Misha, please, you have to try to look at it from my point of view,
she begged me in that last, hurtful argument before she left him.
No, I don’t,
I stormed back at her, unable to be charitable. Perhaps I feared I might be seeing in the disintegration of her marriage a prefiguring of the end of my own. Nowadays, Dana and I try to be friends, but, to quote Casey Stengel, sometimes it doesn’t always work.

Watching Dear Dana, I remember her tears at my father’s funeral. She admired the Judge, her onetime boss, perhaps loved him a little, even though he never quite made his peace with the gay rights movement. But, then, neither has Dana, who likes to insist, in her pedantic way, that she is far more interested in her freedom than in her rights. Dana opposes rules to tell property owners whom to rent to or businesses whom to hire, for she is a radical libertarian right down to her pedicured toes. Except on the question of abortion. After the Judge’s funeral, Dana joined the procession to the cemetery in her snazzy gold Lexus with its dual-meaning bumper sticker—ANOTHER LESBIAN FOR LIFE, it proclaims—which tends to confound people.

Dana likes to confound people.

“Dana,” I say softly as she continues banging on the door. “Dana!”

She turns in my direction, one tiny hand to her throat in the familiar
gesture of generations of wounded Southern ladies. Her short black hair glistens in the dim light of the hallway. But her face startles me. Dear Dana Worth is always pale, but today her whiteness is unusually . . . well, unusually white.

“Oh, Misha,” she moans, shaking her head. “Oh, Misha, I’m so sorry.”

“I’m betting this is more bad news,” I say slowly, my speech inhibited by the block of ice that has formed around my heart.

“You don’t know.” Dana is surprised. Panicky. For a moment, she seems to be at a loss, which hardly ever happens.
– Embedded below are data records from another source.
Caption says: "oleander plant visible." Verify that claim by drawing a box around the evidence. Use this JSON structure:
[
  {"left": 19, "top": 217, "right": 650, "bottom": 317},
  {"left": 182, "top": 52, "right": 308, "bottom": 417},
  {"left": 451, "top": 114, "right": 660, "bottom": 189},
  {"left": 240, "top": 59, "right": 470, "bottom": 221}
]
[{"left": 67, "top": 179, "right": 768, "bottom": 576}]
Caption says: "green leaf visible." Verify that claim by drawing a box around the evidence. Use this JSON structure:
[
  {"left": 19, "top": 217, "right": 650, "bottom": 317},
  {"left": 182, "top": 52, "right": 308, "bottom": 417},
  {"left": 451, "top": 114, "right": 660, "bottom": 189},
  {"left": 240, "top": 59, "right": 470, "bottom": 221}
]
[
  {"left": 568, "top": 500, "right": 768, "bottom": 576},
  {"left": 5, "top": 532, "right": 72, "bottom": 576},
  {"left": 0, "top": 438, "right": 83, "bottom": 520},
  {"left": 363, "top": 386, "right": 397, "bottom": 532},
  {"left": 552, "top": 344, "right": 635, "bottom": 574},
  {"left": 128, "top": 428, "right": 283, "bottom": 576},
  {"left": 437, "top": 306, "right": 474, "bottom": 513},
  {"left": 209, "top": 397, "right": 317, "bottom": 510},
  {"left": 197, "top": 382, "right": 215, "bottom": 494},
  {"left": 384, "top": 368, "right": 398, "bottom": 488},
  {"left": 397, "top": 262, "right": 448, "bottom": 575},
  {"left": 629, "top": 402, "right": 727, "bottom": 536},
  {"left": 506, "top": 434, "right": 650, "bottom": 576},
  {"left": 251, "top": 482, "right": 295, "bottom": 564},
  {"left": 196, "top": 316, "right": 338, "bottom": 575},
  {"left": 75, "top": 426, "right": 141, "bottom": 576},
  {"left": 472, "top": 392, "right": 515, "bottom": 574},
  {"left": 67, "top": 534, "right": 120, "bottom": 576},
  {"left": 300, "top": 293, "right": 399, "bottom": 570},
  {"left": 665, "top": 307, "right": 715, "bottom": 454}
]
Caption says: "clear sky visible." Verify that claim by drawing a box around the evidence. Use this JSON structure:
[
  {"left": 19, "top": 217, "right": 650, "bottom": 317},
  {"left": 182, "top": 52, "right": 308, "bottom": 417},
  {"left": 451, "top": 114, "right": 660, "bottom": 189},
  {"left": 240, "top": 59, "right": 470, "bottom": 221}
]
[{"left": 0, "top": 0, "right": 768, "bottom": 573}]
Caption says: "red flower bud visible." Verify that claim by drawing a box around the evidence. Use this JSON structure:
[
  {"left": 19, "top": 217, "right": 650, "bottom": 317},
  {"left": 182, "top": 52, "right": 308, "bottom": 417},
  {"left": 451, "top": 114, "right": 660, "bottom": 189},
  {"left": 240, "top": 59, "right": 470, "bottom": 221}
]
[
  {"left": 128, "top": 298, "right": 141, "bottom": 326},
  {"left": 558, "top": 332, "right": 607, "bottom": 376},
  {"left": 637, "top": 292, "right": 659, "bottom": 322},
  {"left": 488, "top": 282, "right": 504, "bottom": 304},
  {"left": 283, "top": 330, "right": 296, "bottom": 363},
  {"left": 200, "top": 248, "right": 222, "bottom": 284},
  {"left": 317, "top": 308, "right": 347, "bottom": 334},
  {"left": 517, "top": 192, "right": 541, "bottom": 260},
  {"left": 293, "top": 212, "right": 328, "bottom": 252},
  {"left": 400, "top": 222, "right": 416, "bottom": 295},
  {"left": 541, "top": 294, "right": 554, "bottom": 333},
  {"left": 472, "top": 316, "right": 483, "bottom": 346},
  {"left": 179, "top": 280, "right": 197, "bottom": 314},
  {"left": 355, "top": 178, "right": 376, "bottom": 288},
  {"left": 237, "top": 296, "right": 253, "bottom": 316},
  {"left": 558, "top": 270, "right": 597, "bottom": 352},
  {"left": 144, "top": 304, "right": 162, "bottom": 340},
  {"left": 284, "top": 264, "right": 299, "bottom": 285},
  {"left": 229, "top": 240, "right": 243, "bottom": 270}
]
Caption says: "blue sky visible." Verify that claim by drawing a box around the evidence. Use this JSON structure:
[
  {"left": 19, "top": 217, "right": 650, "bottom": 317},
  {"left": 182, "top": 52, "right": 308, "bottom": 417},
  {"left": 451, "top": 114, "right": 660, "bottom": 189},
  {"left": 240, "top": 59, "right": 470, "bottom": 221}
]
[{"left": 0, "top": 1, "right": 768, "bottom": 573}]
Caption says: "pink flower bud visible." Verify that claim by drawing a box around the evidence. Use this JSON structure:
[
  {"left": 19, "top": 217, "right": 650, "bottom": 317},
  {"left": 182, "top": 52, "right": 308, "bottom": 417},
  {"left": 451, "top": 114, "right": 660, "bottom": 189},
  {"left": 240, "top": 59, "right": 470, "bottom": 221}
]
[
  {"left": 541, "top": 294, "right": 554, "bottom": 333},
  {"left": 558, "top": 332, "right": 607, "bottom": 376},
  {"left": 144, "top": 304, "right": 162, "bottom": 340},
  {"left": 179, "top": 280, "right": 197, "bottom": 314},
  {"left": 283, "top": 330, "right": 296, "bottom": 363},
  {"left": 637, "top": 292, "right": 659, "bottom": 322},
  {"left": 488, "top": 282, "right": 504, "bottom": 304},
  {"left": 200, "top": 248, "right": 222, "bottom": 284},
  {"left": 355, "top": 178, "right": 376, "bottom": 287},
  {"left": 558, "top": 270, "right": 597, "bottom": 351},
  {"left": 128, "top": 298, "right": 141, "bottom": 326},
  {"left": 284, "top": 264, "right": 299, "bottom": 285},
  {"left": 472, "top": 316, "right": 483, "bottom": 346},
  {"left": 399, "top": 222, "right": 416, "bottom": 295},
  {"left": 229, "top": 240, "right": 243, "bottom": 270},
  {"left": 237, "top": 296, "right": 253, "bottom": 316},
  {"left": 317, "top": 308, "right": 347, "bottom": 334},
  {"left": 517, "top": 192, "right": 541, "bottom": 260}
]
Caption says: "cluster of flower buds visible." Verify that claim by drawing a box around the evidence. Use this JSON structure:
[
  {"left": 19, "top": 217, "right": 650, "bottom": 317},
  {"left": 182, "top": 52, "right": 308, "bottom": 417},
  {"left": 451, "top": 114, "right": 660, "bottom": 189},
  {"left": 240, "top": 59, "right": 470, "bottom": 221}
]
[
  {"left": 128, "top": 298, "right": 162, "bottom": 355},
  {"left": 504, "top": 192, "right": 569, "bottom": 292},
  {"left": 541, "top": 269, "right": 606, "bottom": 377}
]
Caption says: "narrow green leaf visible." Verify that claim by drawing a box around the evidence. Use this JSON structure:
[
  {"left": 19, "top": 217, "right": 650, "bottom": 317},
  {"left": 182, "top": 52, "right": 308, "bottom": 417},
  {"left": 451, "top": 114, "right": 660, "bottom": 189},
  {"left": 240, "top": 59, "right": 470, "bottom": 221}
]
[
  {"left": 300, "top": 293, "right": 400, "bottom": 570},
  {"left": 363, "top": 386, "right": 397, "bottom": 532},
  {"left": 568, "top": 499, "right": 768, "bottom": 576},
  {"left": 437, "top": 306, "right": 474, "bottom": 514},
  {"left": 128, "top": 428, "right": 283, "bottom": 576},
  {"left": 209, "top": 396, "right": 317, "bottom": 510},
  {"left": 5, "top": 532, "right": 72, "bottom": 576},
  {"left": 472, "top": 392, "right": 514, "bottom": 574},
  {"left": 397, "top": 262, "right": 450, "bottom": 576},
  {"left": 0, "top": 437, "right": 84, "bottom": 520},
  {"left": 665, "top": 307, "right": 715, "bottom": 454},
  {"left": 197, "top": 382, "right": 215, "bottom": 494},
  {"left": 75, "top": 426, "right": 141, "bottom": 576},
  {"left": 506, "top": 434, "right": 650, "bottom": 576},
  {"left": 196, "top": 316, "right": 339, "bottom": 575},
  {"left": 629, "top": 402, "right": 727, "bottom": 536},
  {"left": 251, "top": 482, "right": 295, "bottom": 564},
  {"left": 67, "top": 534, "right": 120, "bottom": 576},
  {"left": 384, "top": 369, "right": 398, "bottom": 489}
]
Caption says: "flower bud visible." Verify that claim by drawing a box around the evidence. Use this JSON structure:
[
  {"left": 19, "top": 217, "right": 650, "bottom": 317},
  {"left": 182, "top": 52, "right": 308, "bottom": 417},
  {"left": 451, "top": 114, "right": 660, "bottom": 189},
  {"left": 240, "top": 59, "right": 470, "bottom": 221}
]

Sufficiently gutsy is Dear Dana that she spends most Sunday mornings at a small, conservative Methodist church twenty road miles and a thousand cultural ones away from the campus.
I need to be there,
she tells the few colleagues who dare question her.

“What don’t I know?” I ask, a little panicky myself.

“Oh, Misha,” Dana whispers again. Then she gathers herself. She grips my arm as I unlock the door, and we enter my office together. She points to the small, sleek CD player on the shelf above my computer. Kimmer bought it for me on one of her trips. My wife hates to spend money, so, whenever she buys me an expensive gift, I think of it as a second-place trophy, Kimmer’s own version of guilt money. “Does that thing have a radio?” Dana asks.

“Well, yes. I don’t use it much.”

“Turn it on.”

“What?”

“Turn on the news.”

“Why can’t you just tell me . . .”

Dana’s gray eyes are troubled and sad. One of her great weaknesses has always been an inability to deal with the emotional pain of others. Which means that whatever she wants me to know is going to hurt. “Please. Just turn it on.”

I swallow a retort about how much I hate these games because I can see that she is genuinely upset. I walk over to the CD player, always tuned to our local National Public Radio affiliate, which, when I switch it on, is playing insipid classical music—the
Fanfare for the Common Man,
I believe. I change to the all-news station, which comes in as clearly in Elm Harbor as it does in New York City. The anchor is waxing mournfully self-righteous about the latest act of racist violence, a black preacher who was tortured to death. My insides churn: stories of
this kind are like a blow to my most sensitive parts. I always want to buy a couple of guns, grab my family, and run for the hills. And this time a preacher! I listen to sound clips, voices of national outrage: Jesse Jackson, Kweisi Mfume, the President of the United States. Two children discovered the body in the tall grass behind the swings in a playground earlier today.